Языковое и национальное многообразие базы имперской армии не отражалось на ее высшем руководстве, которое имело сильный немецкий отпечаток. В 1911 г. из 98 генералов и 17 811 офицеров общей армии 76,1 % были немцами, тогда как в общей численности населения империи они составляли лишь около 24 %. Это непропорциональное германское присутствие сопровождалось ю,7 % венгерских офицеров, 5,2 % чехов и несущественным присутствием хорватов, словаков, рутенов, поляков, румын, словенцев, сербов и итальянцев[109]. Вполне вероятно, что определенное количество тех, кто объявил себя немцами, являлись на самом деле двуязычными, решив отождествить себя с доминирующим языком в армии, который должен был знать каждый офицер[110]. Тем не менее, преобладание немецкого компонента среди офицеров и в целом в армии было неоспоримым. Немецкий оставался официальным языком общей армии и в австрийском Landwehr, в то время как в Honved в большинстве полков в качестве служебного языка использовался венгерский, а в ряде случаев — хорватский.

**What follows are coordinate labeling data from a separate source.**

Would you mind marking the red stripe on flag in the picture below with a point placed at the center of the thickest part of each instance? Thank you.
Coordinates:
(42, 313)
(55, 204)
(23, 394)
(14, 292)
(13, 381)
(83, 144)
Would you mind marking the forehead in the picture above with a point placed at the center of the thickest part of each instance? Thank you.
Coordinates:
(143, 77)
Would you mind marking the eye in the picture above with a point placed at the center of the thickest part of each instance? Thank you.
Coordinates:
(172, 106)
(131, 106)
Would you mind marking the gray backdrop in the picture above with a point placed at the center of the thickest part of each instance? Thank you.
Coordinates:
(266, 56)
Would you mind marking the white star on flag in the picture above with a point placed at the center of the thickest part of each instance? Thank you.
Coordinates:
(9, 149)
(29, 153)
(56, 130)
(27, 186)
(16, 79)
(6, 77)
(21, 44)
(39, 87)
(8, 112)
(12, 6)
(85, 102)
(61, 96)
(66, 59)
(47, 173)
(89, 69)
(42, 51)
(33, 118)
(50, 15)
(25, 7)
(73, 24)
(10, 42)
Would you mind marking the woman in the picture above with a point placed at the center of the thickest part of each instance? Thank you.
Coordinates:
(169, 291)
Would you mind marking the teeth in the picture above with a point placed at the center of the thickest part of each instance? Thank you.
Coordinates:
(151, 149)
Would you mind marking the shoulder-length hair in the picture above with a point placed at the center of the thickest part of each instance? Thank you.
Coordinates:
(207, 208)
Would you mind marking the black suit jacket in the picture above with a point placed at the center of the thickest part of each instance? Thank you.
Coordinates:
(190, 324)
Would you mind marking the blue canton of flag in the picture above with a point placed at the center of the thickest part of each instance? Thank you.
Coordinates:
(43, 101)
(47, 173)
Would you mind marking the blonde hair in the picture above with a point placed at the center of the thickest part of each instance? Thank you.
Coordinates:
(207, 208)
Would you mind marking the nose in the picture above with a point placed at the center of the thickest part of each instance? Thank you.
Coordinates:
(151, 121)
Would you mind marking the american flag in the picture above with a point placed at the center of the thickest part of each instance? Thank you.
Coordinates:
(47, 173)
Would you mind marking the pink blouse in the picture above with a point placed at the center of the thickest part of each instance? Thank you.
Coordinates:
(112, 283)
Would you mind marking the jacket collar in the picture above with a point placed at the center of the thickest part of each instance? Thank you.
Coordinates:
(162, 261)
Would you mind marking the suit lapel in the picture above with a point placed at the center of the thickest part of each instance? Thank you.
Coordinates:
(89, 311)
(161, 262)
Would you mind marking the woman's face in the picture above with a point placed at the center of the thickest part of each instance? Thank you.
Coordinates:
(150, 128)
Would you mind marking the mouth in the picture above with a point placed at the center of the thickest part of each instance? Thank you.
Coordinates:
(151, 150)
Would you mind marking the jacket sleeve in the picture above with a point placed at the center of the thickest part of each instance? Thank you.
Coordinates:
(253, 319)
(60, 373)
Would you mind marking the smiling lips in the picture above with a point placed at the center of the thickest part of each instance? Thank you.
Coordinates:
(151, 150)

Однако всем офицерам требовалось знание языков, на которых говорили их солдаты. Только 80 % основных военных приказов отдавалось на немецком языке, в то время как остальная часть общения между офицерами и унтер-офицерами, с одной стороны, и войсками, с другой, происходила на одном из так называемых полковых языков, определяемых, если на них говорили по меньшей мере 20 % простых солдат данного подразделения. Официально унтер-офицеры должны были продемонстрировать, что они имели достаточное знание языка (или языков) своего полка, сдав специальные экзамены — они в реальности очень редко становились настоящим препятствием. На самом деле, многие из кадровых офицеров и, тем более, офицеров запаса, испытывали ежедневно проблемы из-за своих скудных языковых навыков[111].

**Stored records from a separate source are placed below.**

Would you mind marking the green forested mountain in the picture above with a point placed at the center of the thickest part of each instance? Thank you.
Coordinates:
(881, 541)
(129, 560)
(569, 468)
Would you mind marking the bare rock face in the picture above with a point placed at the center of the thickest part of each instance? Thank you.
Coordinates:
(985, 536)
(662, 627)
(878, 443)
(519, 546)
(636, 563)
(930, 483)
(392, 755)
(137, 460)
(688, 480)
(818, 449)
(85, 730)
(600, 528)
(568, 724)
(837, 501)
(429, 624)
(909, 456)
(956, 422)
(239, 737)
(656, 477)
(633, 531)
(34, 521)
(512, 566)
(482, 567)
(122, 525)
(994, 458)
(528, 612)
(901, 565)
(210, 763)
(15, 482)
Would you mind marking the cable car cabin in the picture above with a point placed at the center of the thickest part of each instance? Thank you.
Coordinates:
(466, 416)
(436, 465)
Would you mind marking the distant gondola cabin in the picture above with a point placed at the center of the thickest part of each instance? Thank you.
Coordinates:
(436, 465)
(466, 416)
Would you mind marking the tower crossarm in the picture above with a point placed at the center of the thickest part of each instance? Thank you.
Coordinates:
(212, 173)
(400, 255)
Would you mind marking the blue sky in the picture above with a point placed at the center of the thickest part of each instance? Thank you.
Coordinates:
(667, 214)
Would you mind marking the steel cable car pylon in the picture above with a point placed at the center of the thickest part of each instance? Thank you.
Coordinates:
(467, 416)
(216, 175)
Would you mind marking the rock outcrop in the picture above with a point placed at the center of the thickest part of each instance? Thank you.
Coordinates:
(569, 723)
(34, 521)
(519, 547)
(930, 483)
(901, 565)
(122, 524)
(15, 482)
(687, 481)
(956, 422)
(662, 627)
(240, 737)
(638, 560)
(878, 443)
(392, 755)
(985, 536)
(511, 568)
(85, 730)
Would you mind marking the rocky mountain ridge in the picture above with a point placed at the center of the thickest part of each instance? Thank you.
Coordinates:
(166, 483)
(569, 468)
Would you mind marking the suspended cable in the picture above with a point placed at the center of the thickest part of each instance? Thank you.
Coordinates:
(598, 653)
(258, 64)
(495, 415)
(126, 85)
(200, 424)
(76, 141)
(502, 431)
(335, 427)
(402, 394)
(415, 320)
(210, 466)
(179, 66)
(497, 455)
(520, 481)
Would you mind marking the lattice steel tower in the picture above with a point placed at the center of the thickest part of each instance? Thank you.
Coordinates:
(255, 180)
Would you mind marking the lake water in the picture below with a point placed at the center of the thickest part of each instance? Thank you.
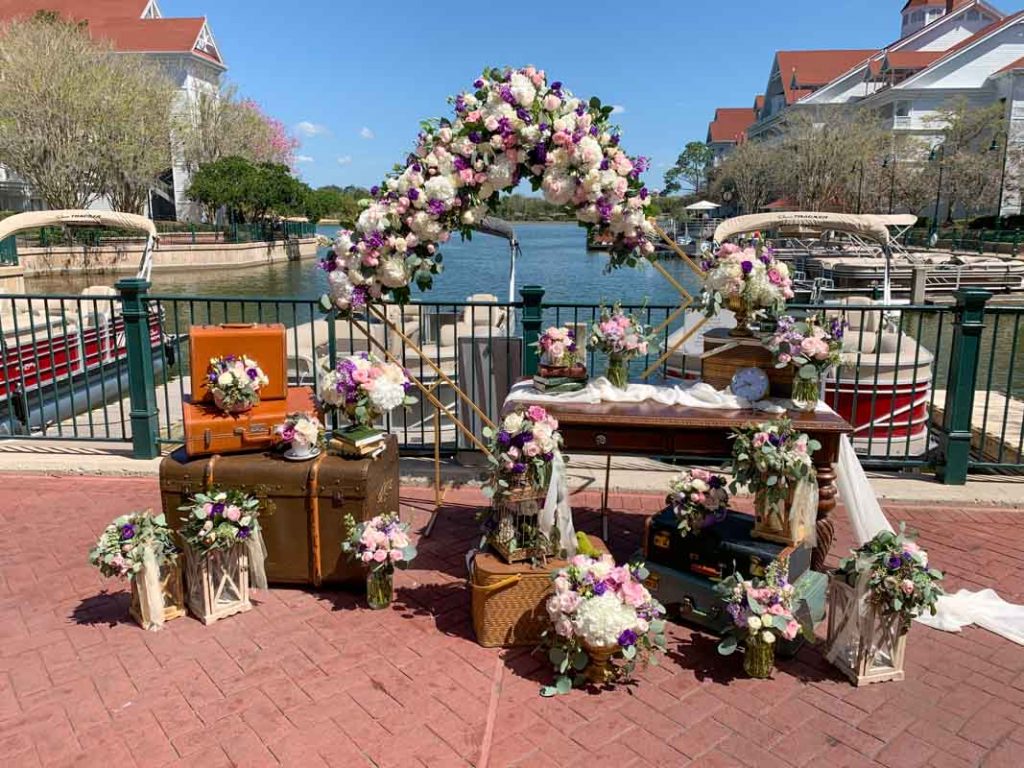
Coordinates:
(554, 256)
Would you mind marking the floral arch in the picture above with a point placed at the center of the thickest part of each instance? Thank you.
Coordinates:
(513, 125)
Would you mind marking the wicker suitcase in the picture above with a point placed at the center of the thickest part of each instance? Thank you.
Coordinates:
(305, 504)
(263, 343)
(209, 430)
(508, 599)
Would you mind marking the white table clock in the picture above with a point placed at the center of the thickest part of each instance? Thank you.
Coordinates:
(750, 383)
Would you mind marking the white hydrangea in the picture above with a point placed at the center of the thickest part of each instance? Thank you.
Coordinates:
(600, 621)
(387, 395)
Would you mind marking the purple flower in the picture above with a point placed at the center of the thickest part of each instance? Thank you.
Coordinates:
(628, 638)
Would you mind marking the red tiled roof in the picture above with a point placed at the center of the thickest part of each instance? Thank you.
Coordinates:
(804, 71)
(120, 23)
(729, 123)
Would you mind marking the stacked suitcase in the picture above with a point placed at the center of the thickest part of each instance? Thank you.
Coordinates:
(304, 502)
(684, 570)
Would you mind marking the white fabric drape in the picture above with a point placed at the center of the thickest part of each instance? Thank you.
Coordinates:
(151, 595)
(556, 508)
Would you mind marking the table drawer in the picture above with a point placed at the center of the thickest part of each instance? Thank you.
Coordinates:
(615, 439)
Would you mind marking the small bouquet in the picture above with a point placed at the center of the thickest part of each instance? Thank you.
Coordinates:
(770, 457)
(522, 450)
(126, 543)
(382, 544)
(745, 281)
(558, 347)
(303, 431)
(364, 387)
(235, 382)
(139, 547)
(622, 337)
(600, 611)
(898, 579)
(699, 498)
(219, 519)
(763, 610)
(812, 346)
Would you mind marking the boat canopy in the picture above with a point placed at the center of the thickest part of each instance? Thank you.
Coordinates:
(35, 219)
(868, 225)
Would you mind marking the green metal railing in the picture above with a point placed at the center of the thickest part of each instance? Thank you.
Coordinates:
(8, 252)
(942, 390)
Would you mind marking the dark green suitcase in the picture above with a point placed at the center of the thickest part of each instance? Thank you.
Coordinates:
(718, 550)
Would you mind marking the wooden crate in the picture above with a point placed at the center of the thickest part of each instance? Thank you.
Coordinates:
(171, 587)
(873, 644)
(217, 583)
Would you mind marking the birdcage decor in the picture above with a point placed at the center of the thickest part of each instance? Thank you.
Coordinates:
(171, 591)
(514, 526)
(217, 583)
(864, 643)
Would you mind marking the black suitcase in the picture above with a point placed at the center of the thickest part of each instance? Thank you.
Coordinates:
(718, 550)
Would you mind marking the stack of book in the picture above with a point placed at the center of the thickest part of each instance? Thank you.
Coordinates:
(358, 441)
(556, 384)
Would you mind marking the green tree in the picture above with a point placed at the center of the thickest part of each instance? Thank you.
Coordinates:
(251, 192)
(692, 165)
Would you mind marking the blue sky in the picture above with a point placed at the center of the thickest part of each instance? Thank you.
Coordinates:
(359, 76)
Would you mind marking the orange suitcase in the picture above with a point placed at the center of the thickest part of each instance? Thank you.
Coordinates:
(263, 343)
(209, 430)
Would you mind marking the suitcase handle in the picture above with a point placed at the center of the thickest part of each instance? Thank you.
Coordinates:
(507, 582)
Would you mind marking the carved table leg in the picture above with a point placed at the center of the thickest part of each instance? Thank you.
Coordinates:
(824, 528)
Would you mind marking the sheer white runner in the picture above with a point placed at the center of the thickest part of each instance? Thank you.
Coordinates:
(984, 608)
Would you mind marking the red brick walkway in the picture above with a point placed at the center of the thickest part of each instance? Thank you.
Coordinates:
(315, 679)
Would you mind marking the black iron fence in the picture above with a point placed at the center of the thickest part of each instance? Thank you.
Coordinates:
(929, 387)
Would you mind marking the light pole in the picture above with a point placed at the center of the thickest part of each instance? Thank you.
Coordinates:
(939, 154)
(892, 177)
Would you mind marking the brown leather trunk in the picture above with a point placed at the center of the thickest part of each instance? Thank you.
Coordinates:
(209, 430)
(263, 343)
(305, 504)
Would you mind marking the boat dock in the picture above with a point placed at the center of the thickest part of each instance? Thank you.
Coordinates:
(995, 425)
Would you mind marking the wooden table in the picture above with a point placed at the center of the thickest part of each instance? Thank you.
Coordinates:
(652, 429)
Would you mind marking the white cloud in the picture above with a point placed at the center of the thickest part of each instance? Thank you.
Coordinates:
(306, 128)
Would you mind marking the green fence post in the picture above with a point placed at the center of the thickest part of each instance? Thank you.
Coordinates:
(141, 383)
(531, 318)
(969, 322)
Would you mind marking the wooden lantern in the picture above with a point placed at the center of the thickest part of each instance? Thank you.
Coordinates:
(217, 583)
(171, 590)
(516, 536)
(866, 644)
(773, 520)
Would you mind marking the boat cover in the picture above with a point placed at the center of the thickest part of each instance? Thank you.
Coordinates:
(868, 225)
(35, 219)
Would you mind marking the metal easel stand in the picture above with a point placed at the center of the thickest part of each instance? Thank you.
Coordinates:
(429, 393)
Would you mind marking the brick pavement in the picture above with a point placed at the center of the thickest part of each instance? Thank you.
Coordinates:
(312, 678)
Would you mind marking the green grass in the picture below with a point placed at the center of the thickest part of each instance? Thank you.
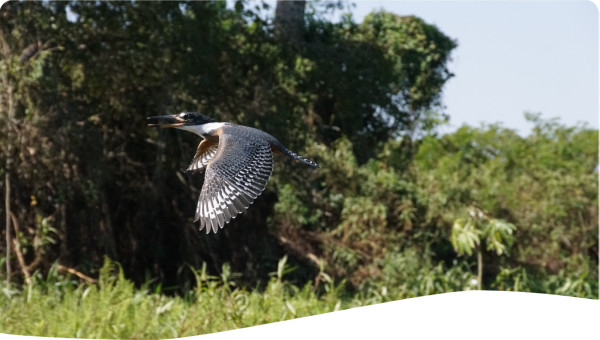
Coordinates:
(114, 308)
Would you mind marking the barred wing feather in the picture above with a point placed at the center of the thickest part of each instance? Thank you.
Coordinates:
(235, 176)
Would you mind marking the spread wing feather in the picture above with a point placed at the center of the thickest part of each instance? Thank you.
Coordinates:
(235, 176)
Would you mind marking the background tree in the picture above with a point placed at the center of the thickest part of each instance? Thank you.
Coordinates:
(90, 179)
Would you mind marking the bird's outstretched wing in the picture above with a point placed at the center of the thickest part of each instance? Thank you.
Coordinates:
(205, 152)
(235, 177)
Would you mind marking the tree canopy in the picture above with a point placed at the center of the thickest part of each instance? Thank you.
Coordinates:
(88, 178)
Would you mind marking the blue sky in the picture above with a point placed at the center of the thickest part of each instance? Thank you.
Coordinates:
(512, 57)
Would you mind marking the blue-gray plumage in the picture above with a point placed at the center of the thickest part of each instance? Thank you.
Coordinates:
(238, 161)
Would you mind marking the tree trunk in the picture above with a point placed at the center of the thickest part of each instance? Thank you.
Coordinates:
(289, 20)
(10, 114)
(480, 267)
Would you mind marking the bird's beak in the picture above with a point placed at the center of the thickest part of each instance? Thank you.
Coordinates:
(166, 121)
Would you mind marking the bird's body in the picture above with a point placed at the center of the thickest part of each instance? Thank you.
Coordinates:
(238, 161)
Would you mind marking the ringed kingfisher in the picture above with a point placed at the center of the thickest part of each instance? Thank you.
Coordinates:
(238, 161)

Как мы увидим, во время войны границы общения между офицерским составом и военнослужащими зачастую проявлялись драматически, определяя поведение солдат, поспешно интерпретируемое военным руководством как проявление пораженчества или нелояльности. Трудности связи в пределах командных линий в сочетании с оперативными ограничениями армии, тактическими и стратегическими ошибками, отсутствием подготовки солдат, нехваткой техники и оружия в первые недели войны повлекли за собой на Русском фронте тяжелые поражения австро-венгерской армии, едва избежавшей полного краха. Верховное командование оказалось неспособным к рациональному анализу причин начальной катастрофы, возложив всю ответственность на нехватку жертвенности, если не на «предательство» солдат, принадлежащих к народам, традиционно считавшимся «неверными»: на них уже готовились возложить и ответственность за возможное окончательное поражение[112].

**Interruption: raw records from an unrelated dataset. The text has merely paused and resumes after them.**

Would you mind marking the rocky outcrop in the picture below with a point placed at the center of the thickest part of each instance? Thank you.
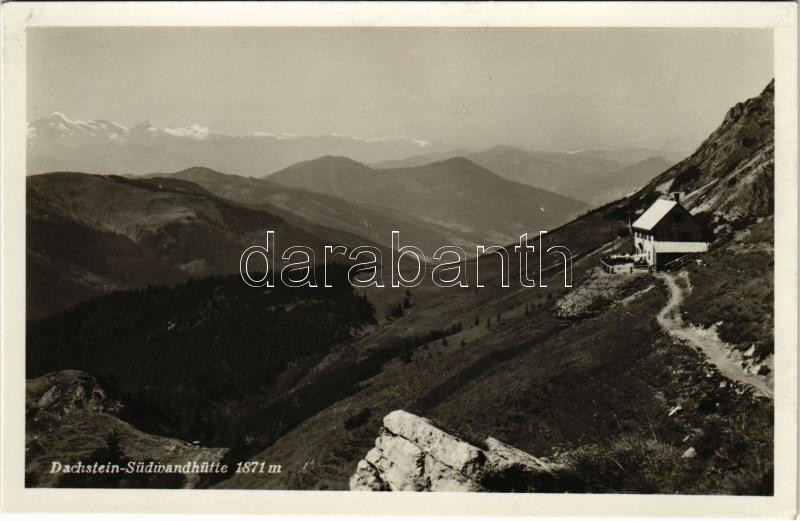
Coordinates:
(412, 454)
(71, 417)
(731, 174)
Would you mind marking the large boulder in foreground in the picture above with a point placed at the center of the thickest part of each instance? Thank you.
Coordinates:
(413, 454)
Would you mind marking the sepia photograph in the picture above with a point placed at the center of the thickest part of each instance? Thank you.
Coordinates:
(533, 260)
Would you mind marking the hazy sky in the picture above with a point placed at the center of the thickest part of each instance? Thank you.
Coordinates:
(559, 89)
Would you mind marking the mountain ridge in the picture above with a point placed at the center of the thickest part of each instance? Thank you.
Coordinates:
(455, 193)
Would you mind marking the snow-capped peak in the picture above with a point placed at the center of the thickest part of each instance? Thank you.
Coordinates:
(192, 132)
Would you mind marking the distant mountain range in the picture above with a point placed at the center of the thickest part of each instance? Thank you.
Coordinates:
(473, 203)
(596, 176)
(731, 174)
(58, 143)
(608, 391)
(92, 234)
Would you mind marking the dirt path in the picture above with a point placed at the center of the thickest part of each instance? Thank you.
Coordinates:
(669, 318)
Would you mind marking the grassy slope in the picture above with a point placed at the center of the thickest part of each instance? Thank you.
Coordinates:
(736, 289)
(595, 392)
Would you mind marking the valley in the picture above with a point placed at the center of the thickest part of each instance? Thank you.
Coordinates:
(133, 282)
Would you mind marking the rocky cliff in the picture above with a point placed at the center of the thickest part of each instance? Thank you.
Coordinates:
(731, 174)
(412, 454)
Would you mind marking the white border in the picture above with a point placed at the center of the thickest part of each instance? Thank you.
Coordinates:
(16, 17)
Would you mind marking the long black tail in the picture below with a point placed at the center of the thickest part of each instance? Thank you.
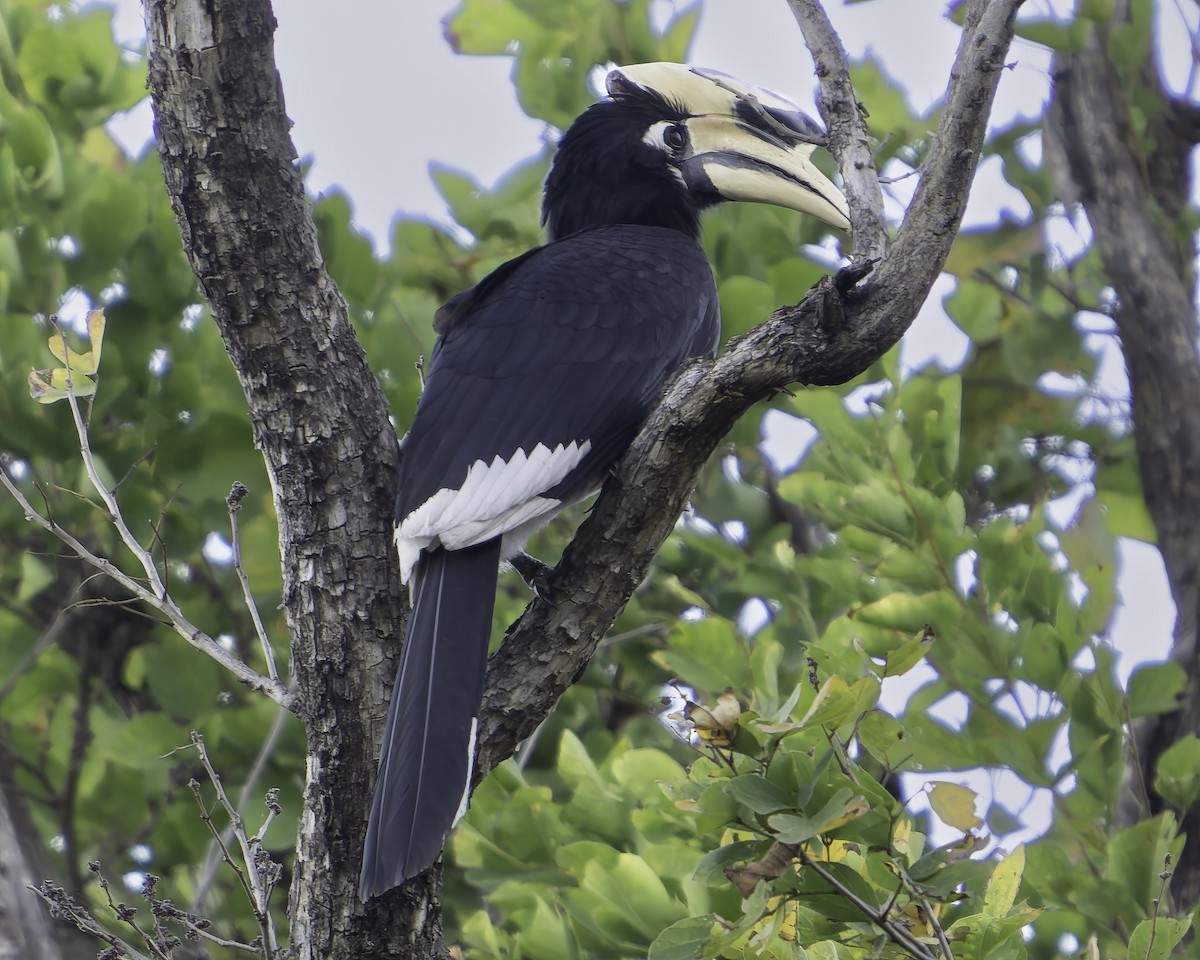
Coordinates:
(429, 744)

Задолго до войны в верхах австро-венгерского военного аппарата возникло намерение составить некую классификацию политической надежности разных национальностей империи и, следовательно, ее солдат. Во главе иерархии стояли, конечно, немцы и венгры — за ними следовали другие народы в произвольном порядке, которые, кто больше, кто меньше подозревались в нежелании сражаться за Двуединую монархию. Хорваты, словенцы и словаки считались преимущественно «надежными», в то время как основную озабоченность вызывали чехи, рутены и сербы[113], особенно чувствительные к российско-сербской пропаганде, призывавшей к объединению всех славянских народов. Было закономерно беспокоиться, как они будут вести себя в случае войны против России или Сербии. Оставалась еще живой память о мятежах чешских солдат, дислоцированных на границе с Сербией во время первой Балканской войны[114]. Аналогичные подозрения возникали относительно итальянцев и румын, обвиняемых в чувствительности к призывам соответствующих национальных государств, расположенных у границ империи.